Context is Everything
President Obama gave a speech in Roanoke, VA on July 15th, where he stated that “…you didn’t build that business, we did.” The Republican Party jumped on that statement like a swarm yellowjackets attacking a rotting carcass. The next two weeks after that statement was uttered, you couldn’t log onto Facebook without seeing someone linking some satirical picture, be it the Pyramids at Giza or the Great Wall of China or some other great work or wonder or business with the words captioned “you didn’t build that” and a picture of the President photoshopped into it looking up at whatever “you didn’t build.” What the Romney campaign and the Republican Party as a whole forgot to mention is that the speech he gave was talking about how business persons had help along the way. Teachers, police, fire services, and roads were all paid for by public investment, giving said business owners the ability to engage in their trade or firm. Most reasonable people will agree that context is very important to understand someone’s intended meaning…otherwise we risk misinterpreting something someone said. And that mistake can be very costly.
Often, we run into people who will manipulate scripture to twist it to their type of understanding.
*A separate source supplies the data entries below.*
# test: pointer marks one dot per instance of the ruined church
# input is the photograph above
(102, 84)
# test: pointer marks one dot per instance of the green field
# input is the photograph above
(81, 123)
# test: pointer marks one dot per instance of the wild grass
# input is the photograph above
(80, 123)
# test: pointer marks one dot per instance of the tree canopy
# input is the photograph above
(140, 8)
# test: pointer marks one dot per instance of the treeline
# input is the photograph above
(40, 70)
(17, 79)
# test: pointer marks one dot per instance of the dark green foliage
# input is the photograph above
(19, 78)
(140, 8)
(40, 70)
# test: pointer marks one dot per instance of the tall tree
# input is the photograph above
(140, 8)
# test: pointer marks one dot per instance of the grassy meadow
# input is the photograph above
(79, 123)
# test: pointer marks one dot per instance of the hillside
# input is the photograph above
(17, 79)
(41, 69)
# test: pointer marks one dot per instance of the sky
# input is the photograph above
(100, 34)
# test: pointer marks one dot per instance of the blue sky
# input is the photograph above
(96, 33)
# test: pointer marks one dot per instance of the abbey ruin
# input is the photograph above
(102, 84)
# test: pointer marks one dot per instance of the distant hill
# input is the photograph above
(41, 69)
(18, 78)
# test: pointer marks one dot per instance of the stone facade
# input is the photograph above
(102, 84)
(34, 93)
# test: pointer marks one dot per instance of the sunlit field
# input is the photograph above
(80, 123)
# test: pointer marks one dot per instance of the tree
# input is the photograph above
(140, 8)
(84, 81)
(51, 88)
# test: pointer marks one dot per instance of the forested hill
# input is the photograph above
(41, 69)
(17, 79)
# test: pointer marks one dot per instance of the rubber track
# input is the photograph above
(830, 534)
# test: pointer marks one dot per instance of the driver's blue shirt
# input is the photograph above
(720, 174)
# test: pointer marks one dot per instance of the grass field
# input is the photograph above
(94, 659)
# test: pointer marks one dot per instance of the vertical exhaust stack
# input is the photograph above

Before I go on, I will address one question that I already know is being asked out loud in your head as you read this book. “Gabe, aren’t you doing that to favorably present your position on homosexuality?” And the answer is no. Twisting scripture means that you’re deliberately attempting to directly alter the definition of words or the context of scripture to achieve your own ends in a manner that you know is untrue or dishonest. But also, to fully understand scripture’s truth, we must look beyond the face of just the words, and look a little deeper and ask “why”. Why was that written? Why would God decree that? Why did this prophet say this or do that? Why, Why, Why? Without “why”, we wander aimlessly accepting what we’re told something means without doing some homework to see what it actually means. The approach I take when looking at scripture are things like Audience, Speaker, and Culture. To understand Leviticus 18:22 and other similar verses, we need to look at the culture that Israel lived in before entering the covenant with Yahweh. We look at scriptures before the verse and after the verse to gain the correct setting, the scene, the circumstances, and most importantly the context.